Typewriter

April 1, 2025

The World 1 typewriter, patented by a Boston-based inventor, John Becker (with help from his brothers, George and Philip), was originally offered in 1886 by the World Typewriter Company in Maine. It was an inexpensive index machine aimed at the lower end of the market, an alternative to the pricer, bulkier, and more complicated typewriters that were around before 1900.

An index typewriter followed a similar principle to those Dymo Industries handheld label makers that were ubiquitous in households in the 1950s and ’60s. The user would point at a letter with the swinging index pointer and then stamp the letter against a pair of small felt ink pads onto a sheet of paper.  (Using an ink dropper to add more ink when necessary.) The original World 1 typed only in caps; the World 2 had upper and lower case. They came in quite beautiful mahogany boxes. Advertisements at the time claimed a typist could produce 75-80 words per minute, although it’s hard to imagine anyone managing that. Nonetheless, the World was a very successful product that created a market for a small, “pocket” index typewriters.

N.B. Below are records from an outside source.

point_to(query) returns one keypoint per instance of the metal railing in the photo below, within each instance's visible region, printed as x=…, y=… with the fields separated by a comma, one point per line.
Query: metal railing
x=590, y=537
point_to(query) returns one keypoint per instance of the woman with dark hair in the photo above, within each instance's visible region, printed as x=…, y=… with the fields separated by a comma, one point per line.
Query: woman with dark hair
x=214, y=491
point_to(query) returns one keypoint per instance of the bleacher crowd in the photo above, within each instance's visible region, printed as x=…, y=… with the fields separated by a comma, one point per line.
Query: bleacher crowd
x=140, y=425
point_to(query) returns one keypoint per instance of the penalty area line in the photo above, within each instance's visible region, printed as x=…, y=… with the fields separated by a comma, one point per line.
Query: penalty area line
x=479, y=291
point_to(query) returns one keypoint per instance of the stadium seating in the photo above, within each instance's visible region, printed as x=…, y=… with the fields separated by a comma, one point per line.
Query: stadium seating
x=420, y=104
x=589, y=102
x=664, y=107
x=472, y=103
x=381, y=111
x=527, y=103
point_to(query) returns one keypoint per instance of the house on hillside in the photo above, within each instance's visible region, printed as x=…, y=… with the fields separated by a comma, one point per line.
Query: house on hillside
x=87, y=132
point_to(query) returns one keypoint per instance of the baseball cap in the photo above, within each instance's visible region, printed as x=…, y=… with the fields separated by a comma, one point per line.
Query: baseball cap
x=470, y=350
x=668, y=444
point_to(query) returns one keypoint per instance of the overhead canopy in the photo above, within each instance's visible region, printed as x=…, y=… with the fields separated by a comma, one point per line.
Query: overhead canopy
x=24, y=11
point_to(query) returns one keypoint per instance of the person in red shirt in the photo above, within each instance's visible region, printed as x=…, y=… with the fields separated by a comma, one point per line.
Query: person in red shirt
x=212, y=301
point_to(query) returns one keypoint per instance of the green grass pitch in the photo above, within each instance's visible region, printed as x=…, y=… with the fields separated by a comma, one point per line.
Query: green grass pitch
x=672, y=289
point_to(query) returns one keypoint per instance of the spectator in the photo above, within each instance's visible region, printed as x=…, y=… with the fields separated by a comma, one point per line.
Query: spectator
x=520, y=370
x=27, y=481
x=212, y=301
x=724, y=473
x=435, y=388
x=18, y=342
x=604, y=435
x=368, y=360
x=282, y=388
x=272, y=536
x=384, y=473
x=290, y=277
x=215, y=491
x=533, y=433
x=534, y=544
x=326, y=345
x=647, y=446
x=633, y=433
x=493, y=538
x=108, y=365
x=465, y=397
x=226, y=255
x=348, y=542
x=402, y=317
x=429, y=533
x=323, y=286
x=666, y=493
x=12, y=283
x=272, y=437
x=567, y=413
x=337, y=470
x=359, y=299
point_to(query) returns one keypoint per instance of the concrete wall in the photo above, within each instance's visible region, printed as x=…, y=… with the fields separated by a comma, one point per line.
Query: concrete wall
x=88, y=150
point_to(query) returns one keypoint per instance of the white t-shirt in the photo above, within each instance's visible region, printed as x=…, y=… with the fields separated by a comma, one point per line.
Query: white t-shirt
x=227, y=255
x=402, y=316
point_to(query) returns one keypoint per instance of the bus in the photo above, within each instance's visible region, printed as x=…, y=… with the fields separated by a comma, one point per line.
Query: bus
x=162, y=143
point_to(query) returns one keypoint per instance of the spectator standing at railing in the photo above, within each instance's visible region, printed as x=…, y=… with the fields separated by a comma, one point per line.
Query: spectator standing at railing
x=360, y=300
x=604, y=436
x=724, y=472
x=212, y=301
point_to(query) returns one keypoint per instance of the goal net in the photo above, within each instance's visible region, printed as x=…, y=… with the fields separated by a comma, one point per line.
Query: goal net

At this point, things become murky. The Australian typewriter historian Robert Messenger wrote an authoritative essay abou it…  https://oztypewriter.blogspot.com/2011/06/wonderfully-complicated-world-of.html

Several years after the World had become successful, Messenger wrote, the Beckers were involved with William John Thompson and his son, John as well as Analdo Myrtle English and his uncle, Benjamin Livermore. In some combination, these three families were associated with developing the Simplex index typewriter that followed because, as Messenger notes, “it seems highly possible that the Simplex is simply a simplified, later adaptation of the World.” Where the initial Simplexes were marketed to adults, later it became a toy typewriter for children.